Wild and Wicked Innocence

I finally got around to watching the movie Christopher and His Kind. Christopher Isherwood’s autobiographical account of his time in Berlin features Gerald Hamilton, who is a character in Wilde Nights & Robber Barons, and I felt that I ought to see it. So it has sat there in my watch list for ages like unfinished homework. It was worth seeing in the end. The story is familiar if you have seen the musical Cabaret. It is more or less the story of the real life inspirations for Isherwood’s Berlin Stories. (Although some of featured friends were reportedly less than thrilled with their literary depictions.)

Watching Christopher led me to re-watching Cabaret, which led me to Youtube videos about the production. In this video Joel Grey, the original MC, discusses his creation of the role and his opinion of Alan Cumming’s interpretation.

What gave me pause for thought in this interview was the part where Grey expresses his frustration that the newer production was said to be more daring and risque than the original.

It reminded me of a quote from Montagu Pyke, the king of early cinema in Britain. (He was a business partner of Maurice Schwabe’s for a time.) Pyke wrote, “If the nineties were ‘naughty’ the Edwardian era was a worthy successor to the nineties. The young moderns think they know how to live today, but I don’t think they could have taught the young men and women of those days anything; rather the contrary. I know of wild midnight parties and scandalous orgies among the best people of several lands, and I hardly think these have their counterpart today.”

It seems there is a constant tendency to view previous generations as more innocent. Yet the decadent, the unsanctioned, the promiscuous and the underground have always existed.

As I wrote in the introduction to my book, “The period in which Maurice Schwabe lived, from 1871-1915, exists in the popular imagination as an innocent age. On closer inspection, that buttoned-up era was a time of rebelliousness, ambition, corruption, religious and sexual experimentation and political machinations.” In other words, it was just like every other era.

.Why is it, then, that the past can seem so, well, sexless?

I have a couple of theories. One is that parents and other adults are authority figures to young people. Generally, they hide their youthful indiscretions from the next generation. They are destined to move from being rebels to being the people the young rebel against. The parent’s generation is bound to be viewed to some degree as old fashioned, dull, moralistic and their time, by extension becomes a more innocent age.

Another possibility is that to be daring you must be shocking. Any art or culture that is successful becomes familiar and by definition what is familiar is not shocking. The counter culture of one time becomes the oldies radio and high school musicals of the next. Two years after the musical Hair caused a stir with its on stage nudity, obscene language and trippy acknowledgement of drug culture, the epitome of family friendly bands, the Cowsills had a hit with the musical’s title song. Cabaret was such a cultural phenomenon that it brought Joel Grey onto the set of The Muppet Show. (By the way, have you seen Jim Henson’s surreal 1965 short film Time Piece?)

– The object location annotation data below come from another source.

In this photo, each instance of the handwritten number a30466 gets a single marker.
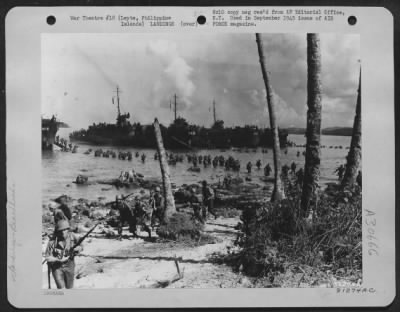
(372, 240)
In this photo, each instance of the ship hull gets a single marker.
(49, 131)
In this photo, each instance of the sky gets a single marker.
(80, 73)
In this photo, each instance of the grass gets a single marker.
(274, 235)
(180, 226)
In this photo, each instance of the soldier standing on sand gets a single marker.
(248, 167)
(60, 255)
(195, 204)
(267, 170)
(142, 215)
(126, 214)
(157, 204)
(208, 200)
(340, 171)
(359, 178)
(293, 167)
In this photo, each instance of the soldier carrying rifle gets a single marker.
(60, 253)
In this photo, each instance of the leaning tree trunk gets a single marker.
(169, 202)
(313, 132)
(278, 192)
(354, 156)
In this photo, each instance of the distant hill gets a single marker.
(63, 124)
(343, 131)
(294, 130)
(340, 131)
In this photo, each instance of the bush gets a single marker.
(228, 212)
(180, 225)
(274, 233)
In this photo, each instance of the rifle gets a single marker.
(114, 201)
(83, 238)
(80, 240)
(48, 275)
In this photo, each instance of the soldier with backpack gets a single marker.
(208, 200)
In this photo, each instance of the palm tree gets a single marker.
(354, 156)
(313, 133)
(169, 202)
(278, 192)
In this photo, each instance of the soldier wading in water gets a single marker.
(60, 253)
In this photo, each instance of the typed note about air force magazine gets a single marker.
(200, 157)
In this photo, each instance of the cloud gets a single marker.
(176, 69)
(151, 68)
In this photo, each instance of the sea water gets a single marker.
(60, 169)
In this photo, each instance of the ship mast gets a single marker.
(175, 97)
(118, 91)
(214, 112)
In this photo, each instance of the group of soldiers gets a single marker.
(62, 248)
(139, 212)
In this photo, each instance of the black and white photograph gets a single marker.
(201, 160)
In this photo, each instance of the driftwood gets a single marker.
(165, 283)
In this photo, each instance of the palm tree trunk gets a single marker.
(169, 202)
(278, 192)
(354, 156)
(313, 133)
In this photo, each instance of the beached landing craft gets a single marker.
(120, 133)
(49, 131)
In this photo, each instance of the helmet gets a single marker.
(62, 225)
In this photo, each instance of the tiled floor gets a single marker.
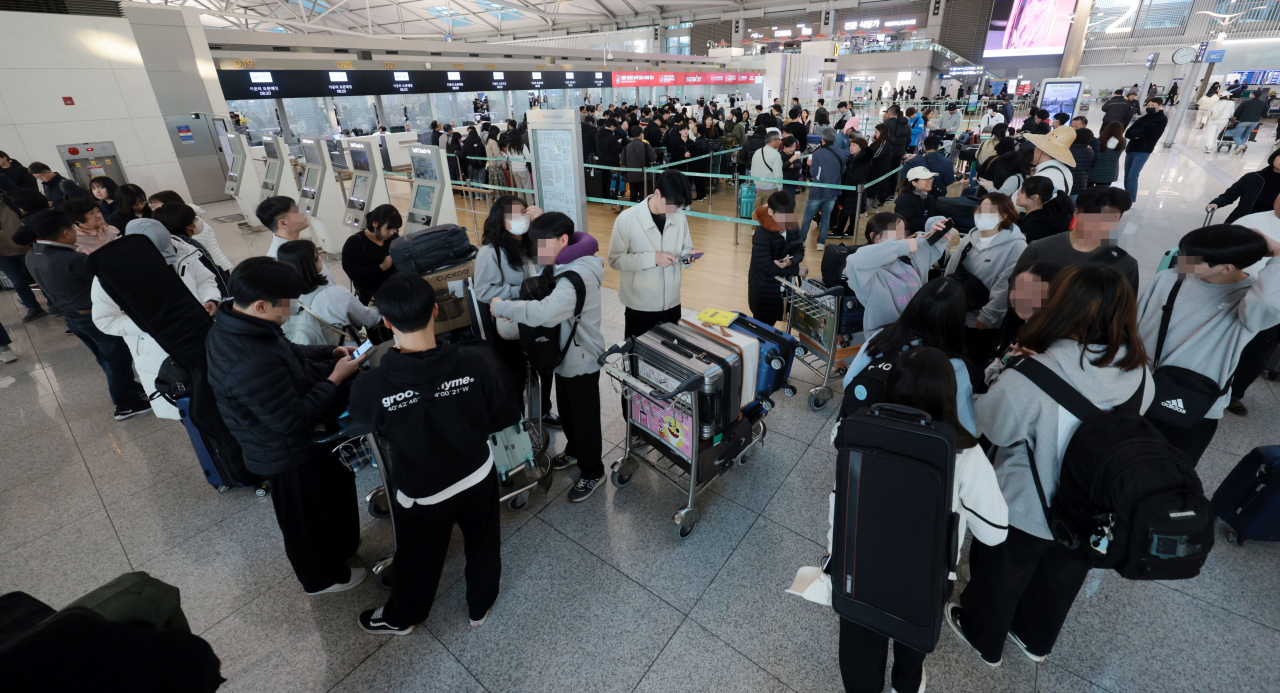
(595, 596)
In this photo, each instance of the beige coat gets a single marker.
(632, 249)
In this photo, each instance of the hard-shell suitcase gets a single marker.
(777, 354)
(1248, 500)
(664, 363)
(748, 350)
(894, 541)
(716, 351)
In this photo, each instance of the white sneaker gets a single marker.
(357, 575)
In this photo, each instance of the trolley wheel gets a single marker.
(684, 523)
(818, 397)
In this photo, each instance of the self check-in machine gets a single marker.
(432, 195)
(278, 178)
(368, 188)
(321, 196)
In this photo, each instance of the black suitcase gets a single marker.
(430, 249)
(895, 539)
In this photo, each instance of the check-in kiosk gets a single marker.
(278, 178)
(432, 195)
(242, 181)
(368, 188)
(321, 197)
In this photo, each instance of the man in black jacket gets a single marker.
(1143, 135)
(434, 406)
(273, 393)
(63, 274)
(56, 187)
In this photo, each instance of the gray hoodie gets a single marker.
(883, 283)
(1211, 323)
(558, 309)
(993, 265)
(1015, 410)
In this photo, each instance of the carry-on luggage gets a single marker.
(777, 355)
(895, 534)
(748, 350)
(1248, 500)
(430, 249)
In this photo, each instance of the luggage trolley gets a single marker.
(668, 422)
(814, 315)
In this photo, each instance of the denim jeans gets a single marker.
(113, 355)
(810, 208)
(12, 268)
(1133, 163)
(1242, 133)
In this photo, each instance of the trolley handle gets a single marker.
(621, 347)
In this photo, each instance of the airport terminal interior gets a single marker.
(602, 595)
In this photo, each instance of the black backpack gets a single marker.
(542, 343)
(1127, 500)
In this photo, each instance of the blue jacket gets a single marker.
(826, 167)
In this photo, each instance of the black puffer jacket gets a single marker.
(270, 391)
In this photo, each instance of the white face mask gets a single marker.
(519, 224)
(986, 222)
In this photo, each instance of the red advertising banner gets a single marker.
(672, 78)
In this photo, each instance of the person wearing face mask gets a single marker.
(502, 265)
(1106, 167)
(776, 251)
(988, 254)
(1028, 290)
(1092, 236)
(366, 255)
(1143, 135)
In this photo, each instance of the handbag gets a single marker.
(1183, 397)
(976, 293)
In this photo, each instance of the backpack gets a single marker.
(542, 343)
(1127, 500)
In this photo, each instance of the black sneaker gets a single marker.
(128, 413)
(952, 615)
(371, 621)
(563, 461)
(584, 488)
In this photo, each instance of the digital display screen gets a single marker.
(424, 168)
(360, 159)
(423, 197)
(1028, 27)
(1060, 97)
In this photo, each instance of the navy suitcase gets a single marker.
(1248, 500)
(777, 355)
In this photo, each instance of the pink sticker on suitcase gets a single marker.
(666, 423)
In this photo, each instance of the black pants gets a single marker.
(315, 506)
(423, 539)
(579, 400)
(1193, 441)
(863, 656)
(1024, 584)
(1253, 359)
(512, 355)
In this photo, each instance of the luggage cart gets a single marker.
(812, 317)
(668, 422)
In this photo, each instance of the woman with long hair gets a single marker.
(502, 265)
(1087, 334)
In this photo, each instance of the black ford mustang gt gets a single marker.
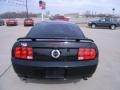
(55, 50)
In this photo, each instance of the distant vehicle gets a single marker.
(28, 22)
(55, 50)
(11, 22)
(1, 22)
(59, 18)
(111, 23)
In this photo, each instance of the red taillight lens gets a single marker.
(24, 52)
(86, 54)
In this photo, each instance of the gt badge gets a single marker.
(55, 54)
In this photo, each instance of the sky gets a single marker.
(62, 6)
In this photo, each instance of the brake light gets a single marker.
(23, 52)
(86, 54)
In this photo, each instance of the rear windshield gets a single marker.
(55, 30)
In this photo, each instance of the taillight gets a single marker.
(86, 54)
(23, 52)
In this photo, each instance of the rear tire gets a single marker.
(93, 26)
(113, 27)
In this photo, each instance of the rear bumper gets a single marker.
(11, 24)
(28, 24)
(38, 69)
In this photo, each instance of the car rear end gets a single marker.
(34, 59)
(54, 58)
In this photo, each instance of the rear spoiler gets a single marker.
(55, 39)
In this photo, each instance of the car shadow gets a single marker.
(51, 81)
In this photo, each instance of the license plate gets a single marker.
(55, 73)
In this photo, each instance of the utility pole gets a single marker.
(42, 6)
(26, 8)
(113, 11)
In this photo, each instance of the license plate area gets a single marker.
(54, 73)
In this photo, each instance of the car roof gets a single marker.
(55, 29)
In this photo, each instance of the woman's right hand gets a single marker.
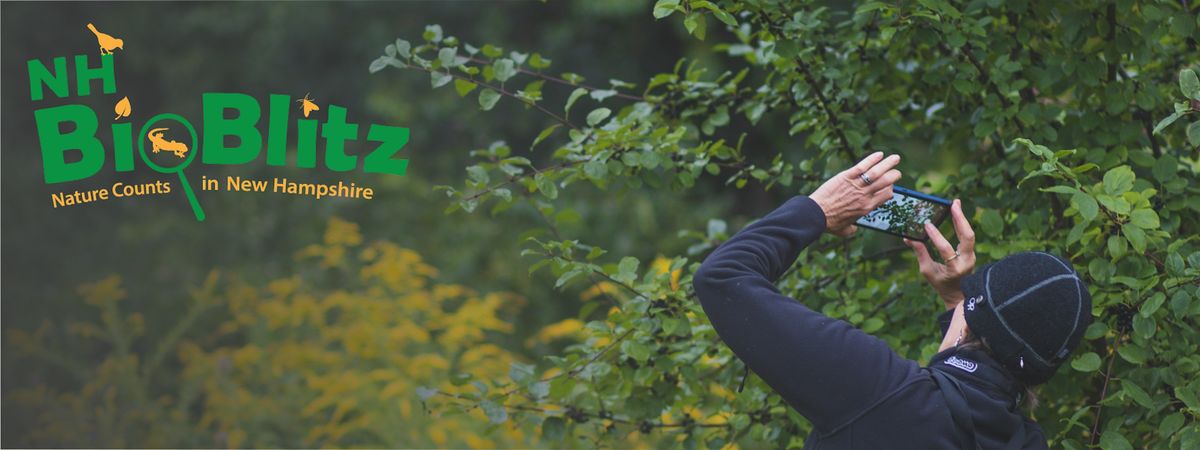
(847, 196)
(957, 263)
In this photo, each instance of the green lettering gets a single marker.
(41, 78)
(85, 75)
(55, 143)
(336, 131)
(217, 127)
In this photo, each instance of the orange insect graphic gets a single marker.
(107, 43)
(307, 106)
(161, 144)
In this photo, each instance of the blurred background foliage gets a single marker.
(562, 313)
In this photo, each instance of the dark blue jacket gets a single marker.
(857, 393)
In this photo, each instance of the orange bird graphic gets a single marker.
(107, 43)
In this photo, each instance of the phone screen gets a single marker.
(906, 213)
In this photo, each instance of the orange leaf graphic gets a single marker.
(123, 108)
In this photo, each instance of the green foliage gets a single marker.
(1008, 81)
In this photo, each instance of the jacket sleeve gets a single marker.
(828, 370)
(943, 322)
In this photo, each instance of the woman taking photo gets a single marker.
(1007, 328)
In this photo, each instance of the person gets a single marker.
(1006, 328)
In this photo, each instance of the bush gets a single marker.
(994, 88)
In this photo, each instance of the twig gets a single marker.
(1104, 391)
(563, 82)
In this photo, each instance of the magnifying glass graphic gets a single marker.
(161, 143)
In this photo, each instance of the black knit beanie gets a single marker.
(1031, 309)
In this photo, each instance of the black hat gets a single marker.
(1031, 309)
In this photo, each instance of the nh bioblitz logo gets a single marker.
(168, 143)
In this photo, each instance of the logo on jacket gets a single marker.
(970, 366)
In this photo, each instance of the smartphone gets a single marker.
(906, 213)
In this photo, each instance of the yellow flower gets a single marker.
(340, 232)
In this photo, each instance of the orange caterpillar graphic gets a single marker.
(161, 143)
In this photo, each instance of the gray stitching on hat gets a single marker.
(1018, 337)
(1079, 309)
(987, 289)
(1059, 261)
(1032, 288)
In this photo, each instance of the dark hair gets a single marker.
(1029, 396)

As I think about Cabaret, however, it strikes me that there is something unique about it. Its story expresses nostalgia for a less innocent era. The world it depicts is one that might not, in reality, be comfortable to many members of the Broadway audience. Yet the sense that they are bearing witness to a world that is on the verge of being destroyed imbues the Kit Cat Club with nostalgia for a different sort of innocence, the innocence of people who cannot yet see the future we know is coming, innocence of impending disaster. (A bit like when Facebook reminds you of a picture taken with your arms around a bunch of your friends at a party in January 2020.)

There is, in fact, a type of wild and wicked innocence– the innocence that leads a young person to experiment with life, sample the forbidden, with a naive confidence that the cost of any rebelliousness or vice can only be small. “When we mocked grief and held disaster cheap,” as Lord Alfred Douglas, who knew whereof he spoke, put it in a sonnet. (George Bernard Shaw described a particular quality Douglas possessed as “blazing boyishness.” I have always liked that description.) In the 1990s, The Verve Pipe called back to this form of innocence in the song “The Freshmen,” “For the life of me I cannot remember/
What made us think that we were wise and we’d never compromise.”

When Walter Pater’s Renaissance was published in 1873, the Bishop of Oxford attacked it for its neo-paganism and hedonism. Renaissance sparked the imagination of a young Oscar Wilde. Years later, he called it “that book which has had such a strange influence over my life.” The controversial Conclusion had such an impact on Wilde that he commanded it to memory. But there was such a backlash that Pater left it out of the second edition in case it be “misunderstood.” The phrase that particularly piqued Wilde’s youthful imagination was “To burn always with this hard, gemlike flame, to maintain this ecstasy, is success in life.”

The flame of the forbidden and the hidden, the wild and the decadent continues to burn in all its luminous glory with each generation. There is always a moral campaign against it. When it gets too strong and temporarily silences those impulses, we are all poorer for it.